Les Echos – 1 juin 2018 :

Le Forum de l’OCDE s’est tenu les 28 et 29 mai. Quels sont les enseignements à tirer de ces deux jours de conférences et de débats ?

C’est donc en présence de trois présidents de la République (Colombie, France et Lituanie) que des échanges publics ont eu lieu sur l’avenir du multilatéralisme lors du Forum de l’Organisation de coopération et de développement économique (OCDE), ouvert le 29 mai; placé sous le signe de la refonte du multilatéralisme. Que faut-il, alors, retenir de ce Forum 2018 ?

La croissance mondiale en pleine forme

Selon les dernières prévisions de l’OCDE, la croissance mondiale devrait s’élever à 4 % cette année. On peut estimer que l’on a mis 10 ans à gommer les effets de la dernière crise financière, mais que la pente est maintenant définitivement remontée. L’OCDE table sur une croissance de 1,9 % pour la France en 2018 et 2019 alors qu’elle était de 2 % en 2017, selon l’Insee. Pour le G20, elle devrait être 4 %, selon l’OCDE.

Pas de surprise au sujet des locomotives de la croissance mondiale, c’est en Chine et en Inde que se trouvent les turbos du moteur de la croissance. En effet, ces deux pays représentent près de la moitié de la croissance mondiale en 2018. Il est d’ailleurs curieux de remarquer que les deux principaux acteurs n’étaient pas présents lors de ce Forum. L’OCDE va-t-elle devenir un club d’acteurs de second plan de la croissance ?

Risque inflationniste

Si le contexte de l’économie mondiale est donc bon, il y a tout de même quelques éléments d’inquiétudes. Ainsi, la hausse du prix du pétrole peut poser des problèmes et freiner certaines économies. Ceci dit, à l’échelle d’une économie mondialisée, le malheur des uns peut faire le bonheur des autres et certains pays (moins nombreux) vont bénéficier de cette hausse. Aussi, la hausse des taux d’intérêt dans la situation actuelle est considérée comme un danger pour la croissance. Le risque inflationniste existe dans un contexte de croissance et une hausse déraisonnable des taux pourrait l’accentuer.

Si, pour l’OCDE, l’expansion économique devrait se poursuivre pendant les deux années à venir, le poids de la fiscalité et des prélèvements obligatoires sur les bas salaires peut être un facteur négatif pour le maintien de la croissance. C’est le cas pour la France qui n’est pas non plus un bon élève dans ce domaine d’après les données de l’OCDE.

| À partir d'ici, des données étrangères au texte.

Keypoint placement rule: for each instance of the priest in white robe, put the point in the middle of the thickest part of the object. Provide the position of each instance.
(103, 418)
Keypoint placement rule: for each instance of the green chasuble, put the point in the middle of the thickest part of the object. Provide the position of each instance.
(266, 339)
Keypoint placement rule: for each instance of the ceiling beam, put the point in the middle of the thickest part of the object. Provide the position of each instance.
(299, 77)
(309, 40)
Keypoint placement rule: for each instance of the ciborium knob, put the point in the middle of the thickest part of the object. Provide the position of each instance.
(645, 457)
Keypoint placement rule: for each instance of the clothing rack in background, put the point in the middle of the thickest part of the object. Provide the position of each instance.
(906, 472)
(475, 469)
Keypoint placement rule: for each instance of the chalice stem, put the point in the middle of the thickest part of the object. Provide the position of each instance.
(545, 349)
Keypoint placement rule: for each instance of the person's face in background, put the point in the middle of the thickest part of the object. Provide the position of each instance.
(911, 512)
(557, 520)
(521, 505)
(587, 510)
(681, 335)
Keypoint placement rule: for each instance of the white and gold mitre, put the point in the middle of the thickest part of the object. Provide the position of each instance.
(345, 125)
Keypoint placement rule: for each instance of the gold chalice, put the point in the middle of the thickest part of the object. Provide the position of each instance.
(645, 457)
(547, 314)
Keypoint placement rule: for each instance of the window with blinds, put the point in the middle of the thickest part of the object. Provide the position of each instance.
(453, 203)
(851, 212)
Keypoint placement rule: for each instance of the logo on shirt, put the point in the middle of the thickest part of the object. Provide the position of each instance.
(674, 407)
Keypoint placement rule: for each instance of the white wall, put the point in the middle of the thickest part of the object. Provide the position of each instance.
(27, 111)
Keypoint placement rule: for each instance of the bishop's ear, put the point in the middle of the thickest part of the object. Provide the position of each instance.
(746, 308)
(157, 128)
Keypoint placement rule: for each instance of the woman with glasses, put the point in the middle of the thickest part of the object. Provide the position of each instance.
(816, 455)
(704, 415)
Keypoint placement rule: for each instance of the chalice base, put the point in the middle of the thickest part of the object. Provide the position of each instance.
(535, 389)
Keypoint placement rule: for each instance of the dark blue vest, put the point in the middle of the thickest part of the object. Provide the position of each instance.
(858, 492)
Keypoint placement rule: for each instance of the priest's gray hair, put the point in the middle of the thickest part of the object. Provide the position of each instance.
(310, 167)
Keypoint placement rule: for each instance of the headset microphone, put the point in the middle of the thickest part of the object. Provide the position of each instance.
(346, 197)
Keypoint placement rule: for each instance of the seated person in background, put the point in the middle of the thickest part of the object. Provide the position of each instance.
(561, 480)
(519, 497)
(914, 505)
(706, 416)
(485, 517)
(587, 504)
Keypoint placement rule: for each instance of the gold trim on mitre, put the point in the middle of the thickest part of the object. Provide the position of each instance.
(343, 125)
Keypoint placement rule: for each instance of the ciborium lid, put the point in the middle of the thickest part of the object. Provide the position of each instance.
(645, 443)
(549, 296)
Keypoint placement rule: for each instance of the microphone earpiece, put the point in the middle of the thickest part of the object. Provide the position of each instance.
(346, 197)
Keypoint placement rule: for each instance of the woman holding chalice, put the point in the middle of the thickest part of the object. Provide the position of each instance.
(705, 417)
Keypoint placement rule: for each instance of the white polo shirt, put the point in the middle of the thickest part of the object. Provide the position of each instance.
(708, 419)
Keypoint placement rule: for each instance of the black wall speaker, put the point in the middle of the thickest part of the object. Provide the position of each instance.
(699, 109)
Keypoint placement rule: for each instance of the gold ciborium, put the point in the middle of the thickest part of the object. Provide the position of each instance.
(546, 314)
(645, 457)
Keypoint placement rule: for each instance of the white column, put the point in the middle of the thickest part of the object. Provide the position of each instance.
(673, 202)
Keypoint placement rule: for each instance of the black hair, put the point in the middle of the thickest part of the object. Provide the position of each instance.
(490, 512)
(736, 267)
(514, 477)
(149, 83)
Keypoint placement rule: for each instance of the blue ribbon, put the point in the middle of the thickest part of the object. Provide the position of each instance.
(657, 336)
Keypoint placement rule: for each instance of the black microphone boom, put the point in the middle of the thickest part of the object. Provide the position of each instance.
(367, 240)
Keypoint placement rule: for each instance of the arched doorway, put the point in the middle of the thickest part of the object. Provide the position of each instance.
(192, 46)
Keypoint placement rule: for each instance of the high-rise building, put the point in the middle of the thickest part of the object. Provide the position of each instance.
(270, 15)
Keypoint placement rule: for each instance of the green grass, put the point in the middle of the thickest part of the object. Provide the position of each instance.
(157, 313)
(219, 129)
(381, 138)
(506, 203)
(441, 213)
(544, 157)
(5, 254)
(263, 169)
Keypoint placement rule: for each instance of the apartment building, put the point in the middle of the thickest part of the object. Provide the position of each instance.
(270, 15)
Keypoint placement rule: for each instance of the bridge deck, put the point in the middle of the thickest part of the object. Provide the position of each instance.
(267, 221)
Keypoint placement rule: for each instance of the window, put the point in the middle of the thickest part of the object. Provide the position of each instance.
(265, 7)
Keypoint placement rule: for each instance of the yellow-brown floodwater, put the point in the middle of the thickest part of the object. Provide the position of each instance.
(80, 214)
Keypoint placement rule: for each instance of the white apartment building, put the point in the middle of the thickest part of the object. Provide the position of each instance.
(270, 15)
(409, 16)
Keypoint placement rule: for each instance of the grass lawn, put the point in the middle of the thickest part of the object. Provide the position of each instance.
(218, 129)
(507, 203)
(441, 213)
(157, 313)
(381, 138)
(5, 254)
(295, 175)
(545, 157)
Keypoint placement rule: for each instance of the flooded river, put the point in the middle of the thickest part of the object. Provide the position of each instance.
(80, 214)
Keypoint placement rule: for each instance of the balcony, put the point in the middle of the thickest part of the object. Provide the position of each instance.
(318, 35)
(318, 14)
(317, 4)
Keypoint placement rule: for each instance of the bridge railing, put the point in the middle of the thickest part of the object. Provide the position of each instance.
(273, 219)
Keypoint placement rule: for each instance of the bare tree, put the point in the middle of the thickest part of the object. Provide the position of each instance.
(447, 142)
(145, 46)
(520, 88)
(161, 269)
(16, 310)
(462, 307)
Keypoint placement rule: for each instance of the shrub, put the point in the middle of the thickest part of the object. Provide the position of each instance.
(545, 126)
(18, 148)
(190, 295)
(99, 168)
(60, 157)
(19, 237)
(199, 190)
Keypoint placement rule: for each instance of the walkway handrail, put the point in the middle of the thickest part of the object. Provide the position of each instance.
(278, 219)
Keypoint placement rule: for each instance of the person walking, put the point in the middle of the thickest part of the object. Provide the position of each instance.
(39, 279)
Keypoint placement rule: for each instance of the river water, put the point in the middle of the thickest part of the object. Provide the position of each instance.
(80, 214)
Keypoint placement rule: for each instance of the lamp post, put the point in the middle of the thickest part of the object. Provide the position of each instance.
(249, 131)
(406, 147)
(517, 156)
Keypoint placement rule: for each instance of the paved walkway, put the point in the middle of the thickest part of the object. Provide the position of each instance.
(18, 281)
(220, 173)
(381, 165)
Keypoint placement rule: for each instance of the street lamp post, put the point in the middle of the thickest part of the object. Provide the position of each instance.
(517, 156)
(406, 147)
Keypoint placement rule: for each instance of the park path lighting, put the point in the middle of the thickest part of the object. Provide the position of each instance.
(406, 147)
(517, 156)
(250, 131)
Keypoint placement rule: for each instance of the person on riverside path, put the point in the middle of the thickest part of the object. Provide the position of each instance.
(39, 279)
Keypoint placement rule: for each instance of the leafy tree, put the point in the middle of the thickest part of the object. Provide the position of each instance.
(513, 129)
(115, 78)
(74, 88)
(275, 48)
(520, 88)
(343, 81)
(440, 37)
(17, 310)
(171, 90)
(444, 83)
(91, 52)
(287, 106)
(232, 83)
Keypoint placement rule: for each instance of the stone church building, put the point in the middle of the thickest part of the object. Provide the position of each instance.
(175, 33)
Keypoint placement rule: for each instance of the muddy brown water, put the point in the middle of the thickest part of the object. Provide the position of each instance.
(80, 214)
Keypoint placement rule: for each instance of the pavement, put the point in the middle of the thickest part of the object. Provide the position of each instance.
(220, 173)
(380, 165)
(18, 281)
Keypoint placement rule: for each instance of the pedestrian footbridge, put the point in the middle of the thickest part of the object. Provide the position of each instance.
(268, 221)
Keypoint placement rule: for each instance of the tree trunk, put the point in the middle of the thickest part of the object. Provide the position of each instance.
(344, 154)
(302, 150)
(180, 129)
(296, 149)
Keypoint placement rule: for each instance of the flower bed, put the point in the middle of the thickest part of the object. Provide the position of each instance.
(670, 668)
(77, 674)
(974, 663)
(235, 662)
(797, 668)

La principale ombre au tableau se situe au niveau des velléités croissantes de mise en oeuvre de restrictions commerciales qui auraient nécessairement des conséquences négatives sur l’investissement et l’emploi d’après les experts de l’OCDE. Et c’est bien cela qui a été au coeur des sujets des échanges publics entre représentants des gouvernements des états membres.

Le multilatéralisme, sans les Etats-Unis

Le ministre américain du Commerce, Wilbur Ross, a été très clair sur les positions de son pays. Pour lui, le multilatéralisme peut mener à des cycles de réunions inefficaces et interminables. Les États-Unis sont donc en faveur de démarches conduisant à des résultats concrets à court terme. Ils estiment que si la croissance est de retour, la classe moyenne de nombreux pays a particulièrement souffert ces dernières années et doit être protégée par des décisions rapides et effectives qui peuvent relever d’une volonté bilatérale, voire unilatérale. Ils se défient du fonctionnement de l’OMC et désirent qu’elle se réforme.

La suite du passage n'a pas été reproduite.